Da ich neben Bikepark mit Liftauffahrten eben auch mal gerne Touren im Umland und Bergtouren fahren wo kein Lift ist wollte ich nach Euren Erfahrungen mit dem Swoop fragen?

Ich würde mich über Eure Antworten freuen.

Merci Christian


----------



## Riderman (6. Oktober 2014)

Mein Swoop 175  ist die eierlegende.... Sau.  Ob in Finale oder Bikepark, ich find es super. Natürlich rollt es berghoch nicht so super wie mein CUBE Super HPC, aber es macht doch einen Unterschied mit welchen Reifen du berghoch unterwegs bist, Hans Dampf in 2.2 oder Highroller in 2.4    jedenfalls musst du nicht so schnell absteigen.... aber im Notfall kann man.  Jederzeit wieder.


----------



## MTB-News.de




----------



## schnellmued (6. Oktober 2014)

Hallo

Die Touren in meiner Homezone haben so idr 25-45km bei 1000-1300hm. (Schwarzwald, Hornisgrinde) Mit dem Swoop bin ich dabei Uphill nur unwesentlich langsamer als mit meinem Glide oder dem ZR 6 Hardtail... wobei ich das eher auf die Clickpedale an den beiden Bikes schiebe ;-)   Der Spassfaktor bergab ist mit dem Swoop aber ein ganz anderer ...  Tagesform macht mehr aus als 1-2 Kilo mehr Gewicht am Bike IMHO. Ansonsten habe ich das Swoop auch mal 1700hm in den Vogesen hochgetreten... geht schon.  

mfg
schnellmued


----------



## Wolfplayer (6. Oktober 2014)

was hat den die 2.4er Bereifung mit der Uphilltauglichkeit zu schaffen 
also das bergauf immer Kraft kostet ist schon kalr, aber fuer mich zaehlt maximaler Fahrspass bergab.
da wuerde ich um nichts in der Welt auf eine schmale Rennpelle wechseln


----------



## CubeChristian (6. Oktober 2014)

das 2015er hat ja eh 2.35 drauf, das sollte ja einen normalen Rollwiderstand wie bei anderen AM Fullys haben.
Mir geht es eben auch drum bergab spass mit reserven zu haben. 1000-1300 hm wären für mich super wenn es das packt.. wie gesagt hatte halt eben das Cube Hanzz Race das war schon kein Spaß für sowas.

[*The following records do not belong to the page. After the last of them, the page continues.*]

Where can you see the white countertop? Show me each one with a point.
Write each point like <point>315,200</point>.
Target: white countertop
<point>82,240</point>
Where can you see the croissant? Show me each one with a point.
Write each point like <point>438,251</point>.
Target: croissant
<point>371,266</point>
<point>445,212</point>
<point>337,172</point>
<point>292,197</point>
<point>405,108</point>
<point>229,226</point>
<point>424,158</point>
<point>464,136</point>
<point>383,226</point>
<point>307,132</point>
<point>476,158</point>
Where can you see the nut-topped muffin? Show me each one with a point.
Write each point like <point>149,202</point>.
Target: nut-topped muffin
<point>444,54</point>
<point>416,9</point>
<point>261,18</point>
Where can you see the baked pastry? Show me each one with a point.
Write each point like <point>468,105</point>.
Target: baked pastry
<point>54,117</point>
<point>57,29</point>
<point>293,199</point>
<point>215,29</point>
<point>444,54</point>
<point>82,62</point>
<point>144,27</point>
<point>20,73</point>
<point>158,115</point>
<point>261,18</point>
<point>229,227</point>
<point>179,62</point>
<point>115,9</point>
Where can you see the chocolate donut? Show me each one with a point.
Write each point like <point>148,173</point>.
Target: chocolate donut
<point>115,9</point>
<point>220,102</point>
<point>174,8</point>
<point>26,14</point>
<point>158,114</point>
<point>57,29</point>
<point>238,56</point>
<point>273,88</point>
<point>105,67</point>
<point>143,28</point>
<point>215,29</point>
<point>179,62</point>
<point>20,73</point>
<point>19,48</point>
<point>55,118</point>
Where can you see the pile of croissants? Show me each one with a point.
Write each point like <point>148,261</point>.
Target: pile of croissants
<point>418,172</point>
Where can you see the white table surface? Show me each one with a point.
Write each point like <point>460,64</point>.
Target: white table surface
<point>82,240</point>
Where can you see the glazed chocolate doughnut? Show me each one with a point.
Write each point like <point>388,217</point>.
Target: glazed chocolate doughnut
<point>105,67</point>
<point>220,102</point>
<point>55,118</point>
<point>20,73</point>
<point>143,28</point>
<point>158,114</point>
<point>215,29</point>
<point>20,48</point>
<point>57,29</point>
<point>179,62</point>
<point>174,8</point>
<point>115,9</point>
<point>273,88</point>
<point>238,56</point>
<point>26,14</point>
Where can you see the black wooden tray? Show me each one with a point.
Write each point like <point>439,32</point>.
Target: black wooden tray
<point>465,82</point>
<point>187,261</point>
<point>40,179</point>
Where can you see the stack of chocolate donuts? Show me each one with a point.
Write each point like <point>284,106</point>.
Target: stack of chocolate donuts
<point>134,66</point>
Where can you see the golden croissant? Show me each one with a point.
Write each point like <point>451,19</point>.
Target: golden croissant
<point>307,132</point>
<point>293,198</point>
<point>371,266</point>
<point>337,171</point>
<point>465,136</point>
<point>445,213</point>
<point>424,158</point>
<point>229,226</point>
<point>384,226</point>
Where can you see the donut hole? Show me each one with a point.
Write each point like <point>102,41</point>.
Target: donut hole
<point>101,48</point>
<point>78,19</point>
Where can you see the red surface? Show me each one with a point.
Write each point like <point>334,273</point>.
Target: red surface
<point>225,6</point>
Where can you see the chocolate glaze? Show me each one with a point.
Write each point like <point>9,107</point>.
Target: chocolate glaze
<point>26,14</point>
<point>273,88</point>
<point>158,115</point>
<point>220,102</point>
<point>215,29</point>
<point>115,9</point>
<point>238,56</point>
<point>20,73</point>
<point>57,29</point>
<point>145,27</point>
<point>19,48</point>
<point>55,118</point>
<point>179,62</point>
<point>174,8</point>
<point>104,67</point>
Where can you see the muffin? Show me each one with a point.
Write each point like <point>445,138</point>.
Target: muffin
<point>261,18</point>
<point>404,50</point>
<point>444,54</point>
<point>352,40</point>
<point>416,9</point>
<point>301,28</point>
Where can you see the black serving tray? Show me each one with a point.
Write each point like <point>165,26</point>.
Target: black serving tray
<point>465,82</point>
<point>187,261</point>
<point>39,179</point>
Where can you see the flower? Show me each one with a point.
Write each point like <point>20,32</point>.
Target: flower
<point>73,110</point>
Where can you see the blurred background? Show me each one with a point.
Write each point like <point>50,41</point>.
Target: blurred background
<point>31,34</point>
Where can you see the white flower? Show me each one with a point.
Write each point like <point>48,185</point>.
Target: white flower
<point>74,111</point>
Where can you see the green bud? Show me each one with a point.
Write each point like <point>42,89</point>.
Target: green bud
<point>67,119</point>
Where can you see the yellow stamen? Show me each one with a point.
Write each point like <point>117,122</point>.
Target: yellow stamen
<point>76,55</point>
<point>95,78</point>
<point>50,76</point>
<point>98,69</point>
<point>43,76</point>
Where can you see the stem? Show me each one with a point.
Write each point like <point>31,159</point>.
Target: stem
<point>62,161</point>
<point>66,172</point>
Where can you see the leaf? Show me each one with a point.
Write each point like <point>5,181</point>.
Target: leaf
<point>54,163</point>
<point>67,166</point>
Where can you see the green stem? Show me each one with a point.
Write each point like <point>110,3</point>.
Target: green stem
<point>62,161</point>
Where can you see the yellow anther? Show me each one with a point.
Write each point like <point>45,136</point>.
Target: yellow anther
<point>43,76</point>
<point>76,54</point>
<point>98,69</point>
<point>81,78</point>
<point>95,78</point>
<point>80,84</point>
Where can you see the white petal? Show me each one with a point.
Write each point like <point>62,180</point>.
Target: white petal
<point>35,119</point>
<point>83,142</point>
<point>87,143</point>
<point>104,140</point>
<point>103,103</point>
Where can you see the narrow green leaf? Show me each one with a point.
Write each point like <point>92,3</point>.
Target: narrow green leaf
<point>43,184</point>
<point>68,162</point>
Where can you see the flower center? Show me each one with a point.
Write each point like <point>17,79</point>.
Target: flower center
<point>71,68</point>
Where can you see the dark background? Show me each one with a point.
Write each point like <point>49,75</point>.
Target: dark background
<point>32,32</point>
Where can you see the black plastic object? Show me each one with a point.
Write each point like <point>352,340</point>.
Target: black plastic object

..Aber die 3 Kg wenigen inkl. den schmälleren Reifen zu damals (2.40) sollten das Rad so schon tauglicher dafür machen.

Die Geo ist auch für Uphill ok oder steigt es schnell?


----------



## Wolfplayer (7. Oktober 2014)

steigt es schnell 
wo fährst Du solche Rampen das es schnell steigt 
die 1-2% an steilen Rampen die man im bergauf treten mal hat..was solls 

Du musst Dich ganz einfach für etwas entscheiden
schnell und leicht bergauf und bergab langsamer zurückhaltender
oder
schwerer und langsamer bergauf aber bergab vollen Spass

und noch eins...jedes Rad packt alles....Du musst es auch packen, denn ohne Dich fährt das Rad überhaupt nicht !!


----------



## tane (8. Oktober 2014)

ich hab nur den vergleich:
swoop 8.0se 2014
slide ed 2012
nerve am 2009
am-ht mit talas 140 (2010), (ziemlich kurz)
am wenigsten bergauf steigt das swoop, das ist markant
fluffigsten hinterbau hatte das nerve (mit hubern; swoop hat noch keine)
am wendigsten ist natürlich das ht, das ist dafür sonst in allen aspekten am schlechtesten
viiiel besser als das slide ed is das swoop nicht, aber die kashima gabel vom swoop spricht deutlich besser an & der hinterbau is auch weniger hölzern
insgesamt is das swioop aber schon deutlich das beste rad von allen


----------



## haekel72 (8. Oktober 2014)

Schwoop Rules!


----------



## Daniel44 (9. Oktober 2014)

Hallo Bike Freunde
Ich überlege auch schon zeit Tagen wegen einem swoop aber nur das 6.0 das es sonst meine Preisklasse übersteigen würde. 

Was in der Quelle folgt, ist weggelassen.